Frequently the question will be framed in terms of the \(n\) biggest or smallest values, not as a fraction of the largest. To perform such tasks, a new transformation verb is helpful: rank(). The rank() function does something simple but powerful: it replaces each number in a set with where that number stands with respect to the others. For instance, look at the tiny data frame Set shown in Table 13.1. What’s the rank of the number 5 in the numbers variable.

Table 13.1: A data frame with one variable. We will refer to this as Set

The rank of the number 5 in the set is four. Why? 5 is the fourth smallest number in the set. (Three of the numbers in the set 2, 2, 4 are smaller than 5.) The smallest number in a set of \(n\) numbers will have rank 1; the largest will have rank \(n\).11 Unless there are ties. Table 13.2 shows the rank of each number in the set:

Set %>% mutate(the_rank = rank(numbers))

Table 13.2: The ranks of the values in numbers.

Note that the two 2’s have the same rank, as do the two 9’s. They’re tied.

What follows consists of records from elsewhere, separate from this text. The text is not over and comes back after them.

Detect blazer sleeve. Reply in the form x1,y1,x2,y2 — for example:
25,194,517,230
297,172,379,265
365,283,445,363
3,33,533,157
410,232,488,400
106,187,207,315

Suppose you want to find the 3rd most popular name of all time. Use rank().

BabyNames %>% 
  group_by(name) %>%
  summarise(total = sum(count)) %>%
  filter(rank(desc(total)) == 3) 

Table 13.3: The third most popular name of all time

Or, to find the top three most popular names, replace == in the above by <=.

BabyNames %>% 
  group_by(name) %>%
  summarise(total = sum(count)) %>%
  filter( rank(desc(total)) <= 3) 

Table 13.4: The all-time top three most popular names in BabyNames.

When applied to grouped data, rank() will be calculated separately within each group. That is, the rank of a value will be with respect to the other cases in that group. For instance, here’s the third most popular name each year.

BabyNames %>% 
  group_by(year) %>% 
  filter(rank(desc(count)) == 3) 

Table 13.5: The third most popular name in each year

Sometimes, two or more numbers are tied in rank. The rank() function deals with these by assigning all the tied values the same rank, which is the mean of the ranks those values would have had if they were even slightly different. There are other rank-like transformation verbs that handle ties differently. For instance, row_number() breaks ties in favor of the first case encountered. (See Table 13.6.)

Set %>% 
  mutate(the_rank = rank(numbers), 
         ties_broken = row_number(numbers))

Table 13.6: row_number() breaks ties in rank.